One need only look at the increasingly mediocre works that have been nominated for, and in some cases even won, science fiction’s highest prizes to realize that the genre is dominated by the ideological left and is in severe decline from both the literary and revenue perspectives.  When six of the top 10-selling SF books in 2012 are either ripped off from an Xbox game or were first published more than a decade ago, it shouldn’t be difficult to observe that there is a very serious problem with the science fiction that is presently being published…

But even if one dismisses me, the problem is that I am far from the only former Asimov and Analog subscriber who no longer bothers to even pirate, let alone buy, The Year’s Best Science Fiction collections because so little of it is worth reading anymore. As an SFWA member, I have a vote for the Nebula, but at least in the case of the Best Novel category, there is simply nothing for which one can credibly vote.

It is simply impossible to call any of the novels presently up for this year’s Nebula or Hugo the best novel in SF/F with a straight face. And if one of them truly does merit the description, then the genre is in even worse shape than I have observed.  It should not be controversial to suggest that it is highly unlikely that anyone from this year’s class will one day be named a Grandmaster of Science Fiction.

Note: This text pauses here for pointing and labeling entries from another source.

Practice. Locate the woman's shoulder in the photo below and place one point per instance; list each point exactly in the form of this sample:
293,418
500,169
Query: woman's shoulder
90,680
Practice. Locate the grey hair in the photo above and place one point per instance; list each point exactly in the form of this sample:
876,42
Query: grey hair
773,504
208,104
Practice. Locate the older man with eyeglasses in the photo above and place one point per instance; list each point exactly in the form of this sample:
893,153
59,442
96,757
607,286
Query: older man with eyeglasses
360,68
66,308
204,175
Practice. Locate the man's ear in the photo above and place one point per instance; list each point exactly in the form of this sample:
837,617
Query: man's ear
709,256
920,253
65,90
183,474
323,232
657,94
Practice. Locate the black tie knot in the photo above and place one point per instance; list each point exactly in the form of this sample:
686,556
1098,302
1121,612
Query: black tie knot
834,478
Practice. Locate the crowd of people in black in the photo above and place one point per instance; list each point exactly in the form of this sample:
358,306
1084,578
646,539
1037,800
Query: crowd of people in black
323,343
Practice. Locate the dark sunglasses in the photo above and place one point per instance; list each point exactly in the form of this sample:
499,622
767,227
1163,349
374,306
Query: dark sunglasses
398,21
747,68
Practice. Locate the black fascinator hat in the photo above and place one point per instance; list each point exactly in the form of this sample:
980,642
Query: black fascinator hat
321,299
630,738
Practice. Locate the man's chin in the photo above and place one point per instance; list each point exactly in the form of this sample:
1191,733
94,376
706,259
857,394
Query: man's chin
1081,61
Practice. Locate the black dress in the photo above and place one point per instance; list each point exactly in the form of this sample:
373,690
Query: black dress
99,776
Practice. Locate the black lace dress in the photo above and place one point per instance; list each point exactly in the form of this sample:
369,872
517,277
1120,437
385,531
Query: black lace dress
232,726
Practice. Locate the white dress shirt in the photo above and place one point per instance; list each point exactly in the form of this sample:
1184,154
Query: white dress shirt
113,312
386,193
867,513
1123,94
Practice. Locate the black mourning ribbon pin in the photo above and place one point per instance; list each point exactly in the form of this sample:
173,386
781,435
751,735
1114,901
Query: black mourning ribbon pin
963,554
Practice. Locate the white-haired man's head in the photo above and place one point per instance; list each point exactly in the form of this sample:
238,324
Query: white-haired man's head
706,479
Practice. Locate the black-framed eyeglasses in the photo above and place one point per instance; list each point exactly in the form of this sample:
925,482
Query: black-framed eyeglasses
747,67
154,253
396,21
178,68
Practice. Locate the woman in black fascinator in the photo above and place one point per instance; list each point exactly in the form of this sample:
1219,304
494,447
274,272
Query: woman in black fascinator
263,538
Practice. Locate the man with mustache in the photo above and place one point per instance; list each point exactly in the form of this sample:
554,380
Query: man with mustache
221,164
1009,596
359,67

I’d have to agree with him. I still look over the new releases at Barnes & Noble or Amazon every couple  of weeks, hoping in spite of experience to find something promising and worthwhile and not larded with left-leaning cliches, but almost always come away disappointed…and have for the past 15 years or so.

He follows up with a discussion of comments Sarah Hoyt made on a similar subject (part of her own ongoing exploration of the theme). And to expand it into other media, this week J. Michael Straczynski of Babylon 5 fame made some related observations on TV SF.

I do like Sarah Hoyt’s take on the problem as self-correcting – the emergence of alternative distribution channels like Kindle spells doom to those traditional channels increasingly controlled by a single exclusionary ideology, if they are unwilling to change. In other words: the free market works, and competition has benefits.

A Private Race to Mars?

Last Summer the folks at Mars One announced plans to land humans on Mars by 2023.

Now it appears Dennis Tito will announce an American effort to get humans to Mars by 2018.  Some might remember him as the first space tourist when he visited the ISS in 2001.

Apparently we’ll get details next week.  Notice that I wrote “humans to Mars by 2018″ and not “humans on Mars”.  Early word is that it’s a flyby mission.

A New Era?

Friday’s ISS docking of the SpaceX Dragon capsule received a good bit of media attention, but likely not anything near what it deserved.  Much of the public was at least peripherally aware that a private spacecraft (albeit heavily subsidized by NASA) had successfully launched and docked with the orbiting outpost, but aside from the delivery of needed supplies, most could probably not articulate the true significance of the mission. 

Besides reducing our reliance on Russia for access to space, this mission hopefully represents the genesis of a vibrant space-based economy dominated by private enterprise. 

And in my lifetime no less.

 If that vision comes to pass, May 25, 2012 could become nearly as significant as  July 20, 1969.  Or not.  Will the fledgling industry be crippled by excessive regulation?  Will shortsighted policy decisions gut the exploration programs that are arguably a proper role for public-sector programs?

Combined with last month’s announcement by Planetary Resources, I’m hopeful.  This despite the recent, foolish decision by the Obama Administration to abandon future robotic Mars missions.